Course Projects - 6

Technology-Enhanced Unit

Due Dates:

Unit Plan - 10 pts - April 1
Lesson 1 - 10 pts - April 6
Lesson 2 - 10 pts - April 15 (same as your taxes!)
Lesson 3 - 10 pts - April 27
 

Points: 40 Points

Project Sheet – Technology Enhanced Unit

In this capstone project, you will create a technology-enriched curriculum unit. The complete unit is due on Tuesday, April 27, 2004, the same date and time as your final presentation; however, the unit plan and lessons in the unit are due periodically throughout the semester.

Curriculum Unit Defined
A curriculum unit is a group of lessons designed around a single theme. For example, an elementary level teacher might decide that he or she will spend a week studying “Autumn”. The teacher will then develop lessons around the Autumn theme, making sure that all subjects are covered and that each subject somehow incorporates the theme of Autumn. Hence, all of the math lessons, language arts lessons, art lessons, reading lessons, etc. will have some type of Autumn theme to them.

A secondary teacher won’t take the same approach because a secondary teacher rarely is responsible for subjects across the curriculum. So, a senior English teacher decides to develop a unit on Shakespeare with his play Macbeth as the work to be studied. The teacher then creates lessons about Shakespeare’s life, his works, and his writing, all pointing to Macbeth as the focal point.

Still having trouble envisioning a “unit”? Pick up any classroom textbook and look at how the book is divided into sections, units, and chapters. If you decided to create a unit based upon several chapters in a book, then you’ve created a unit!

How to Develop Your Thematic Unit

Step 1
Decide what you want your thematic unit or curriculum unit to cover.

Step 2
Divide the content of the unit into 3 lessons. Your goal for EDTC 3123 is 3 lessons.

Also, as you decide upon these lessons remember that the goal of EDTC 3123 is to incorporate technology into both the teaching of each lesson and into the students’ work in each lesson. So, you need to use technology as you teach; your students need to use technology as they do their work, either in class and/or out. (However, don’t think I’m going to let you get by with “Students will use the Internet to research and the computer to write a paper. That’s hardly ‘using’ technology.)

Step 3
Develop a unit plan for the unit using the ASSURE Instructional Design Model.

Step 4
Develop each lesson plan for the unit. Each lesson MUST incorporate technology for teacher use and for student use.

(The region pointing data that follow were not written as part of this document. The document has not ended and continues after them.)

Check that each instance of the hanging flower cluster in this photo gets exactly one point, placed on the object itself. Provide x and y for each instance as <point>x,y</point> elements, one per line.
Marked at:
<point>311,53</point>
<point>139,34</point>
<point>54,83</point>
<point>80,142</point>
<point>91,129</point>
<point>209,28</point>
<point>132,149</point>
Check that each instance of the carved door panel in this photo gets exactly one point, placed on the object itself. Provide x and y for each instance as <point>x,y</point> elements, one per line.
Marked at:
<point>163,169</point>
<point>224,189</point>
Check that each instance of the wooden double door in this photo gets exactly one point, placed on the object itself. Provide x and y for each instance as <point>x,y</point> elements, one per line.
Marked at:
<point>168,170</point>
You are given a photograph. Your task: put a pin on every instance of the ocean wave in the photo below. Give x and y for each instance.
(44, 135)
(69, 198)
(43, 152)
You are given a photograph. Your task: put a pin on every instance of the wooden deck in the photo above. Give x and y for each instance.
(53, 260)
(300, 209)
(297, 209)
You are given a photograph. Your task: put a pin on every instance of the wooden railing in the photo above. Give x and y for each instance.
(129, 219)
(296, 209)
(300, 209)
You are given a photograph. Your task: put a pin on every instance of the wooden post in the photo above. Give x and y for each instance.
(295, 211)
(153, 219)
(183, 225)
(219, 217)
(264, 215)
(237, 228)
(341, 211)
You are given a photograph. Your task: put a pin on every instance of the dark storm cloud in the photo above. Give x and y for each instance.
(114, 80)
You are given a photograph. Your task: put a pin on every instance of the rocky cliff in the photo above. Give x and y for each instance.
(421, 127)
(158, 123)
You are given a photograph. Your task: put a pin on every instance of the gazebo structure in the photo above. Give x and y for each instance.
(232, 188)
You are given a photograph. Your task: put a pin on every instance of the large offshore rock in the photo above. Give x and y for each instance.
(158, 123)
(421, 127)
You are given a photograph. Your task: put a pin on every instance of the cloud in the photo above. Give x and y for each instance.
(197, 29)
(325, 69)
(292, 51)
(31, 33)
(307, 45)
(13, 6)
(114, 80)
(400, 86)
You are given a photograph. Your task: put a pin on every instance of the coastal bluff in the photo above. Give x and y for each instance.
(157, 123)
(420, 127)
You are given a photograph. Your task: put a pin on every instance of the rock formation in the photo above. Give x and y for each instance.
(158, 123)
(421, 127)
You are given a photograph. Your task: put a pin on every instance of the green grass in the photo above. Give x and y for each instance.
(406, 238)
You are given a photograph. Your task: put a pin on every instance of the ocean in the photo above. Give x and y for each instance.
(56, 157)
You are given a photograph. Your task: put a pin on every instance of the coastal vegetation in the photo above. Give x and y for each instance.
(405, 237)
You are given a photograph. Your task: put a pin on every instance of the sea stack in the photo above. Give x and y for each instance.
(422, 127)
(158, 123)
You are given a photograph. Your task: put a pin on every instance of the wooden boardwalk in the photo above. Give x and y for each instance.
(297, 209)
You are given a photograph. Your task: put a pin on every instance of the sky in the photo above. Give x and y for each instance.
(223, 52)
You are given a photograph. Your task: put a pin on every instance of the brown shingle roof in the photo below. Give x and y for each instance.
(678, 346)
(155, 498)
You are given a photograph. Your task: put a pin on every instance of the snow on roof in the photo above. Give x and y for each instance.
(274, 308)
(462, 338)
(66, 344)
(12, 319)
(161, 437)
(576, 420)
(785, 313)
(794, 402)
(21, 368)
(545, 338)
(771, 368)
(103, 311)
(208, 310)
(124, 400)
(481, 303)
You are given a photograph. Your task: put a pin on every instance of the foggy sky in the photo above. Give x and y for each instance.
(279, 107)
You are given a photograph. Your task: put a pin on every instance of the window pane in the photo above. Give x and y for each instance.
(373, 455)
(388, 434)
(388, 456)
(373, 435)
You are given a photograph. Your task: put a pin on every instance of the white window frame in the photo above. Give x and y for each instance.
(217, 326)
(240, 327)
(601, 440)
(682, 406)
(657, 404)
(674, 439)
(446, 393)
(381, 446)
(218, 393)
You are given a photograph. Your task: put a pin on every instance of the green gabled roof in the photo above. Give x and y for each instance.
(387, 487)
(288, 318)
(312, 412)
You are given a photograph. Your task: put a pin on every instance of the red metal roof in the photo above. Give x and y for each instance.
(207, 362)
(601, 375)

Ask yourself, “In what way do I use technology to teach this lesson and what do I need to create in order to do that?” You might answer the question with, “I need to create a PowerPoint slide show”; you might say, “I need to build an information-specific web page”; maybe it’s, “I need to find or take some digital photographs”. Whatever you need to create in order to use technology in the presentation/teaching of your lesson, you must create that.

Then ask yourself, “What do my students need in order to use technology to complete this lesson?” Here’s where the going may get tricky. Maybe you need to create a step-by-step set of directions for them to create a newsletter using Microsoft Publisher (but don’t turn this into a lesson on how to use Publisher . . . ). Maybe you need to create a worksheet in Microsoft Word that allows them to fill in the blanks and submit the worksheet electronically. Maybe you need to write step-by-step directions for them to make their own PowerPoint slide show to show the class (but it’s not a lesson on how to use PowerPoint . . . ). Whatever your students need in order to use technology to complete the lesson, you must create that as well.

Each lesson must integrate technology!

Each lesson must integrate a different technology
than the other 2 lessons.

This is what this class is all about ! ! !

Step 5
Now that everything is created (lesson plans, technology teaching materials, technology student materials, quizzes, tests, etc.), the hard part is over! All that’s left is packaging the unit electronically:

1. make a folder called “Unit”.
2. Inside, create three new folders called “Lesson 1”, “Lesson 2”, and “Lesson 3”.
3. Put everything you’ve created in its proper folder.

In short, someone with teaching skills should be able to take your thematic unit/curriculum unit and complete the unit with having to create anything on their own. No quizzes, tests, homework assignments, PowerPoint shows. It should all be available to them in your thematic unit/curriculum unit folder.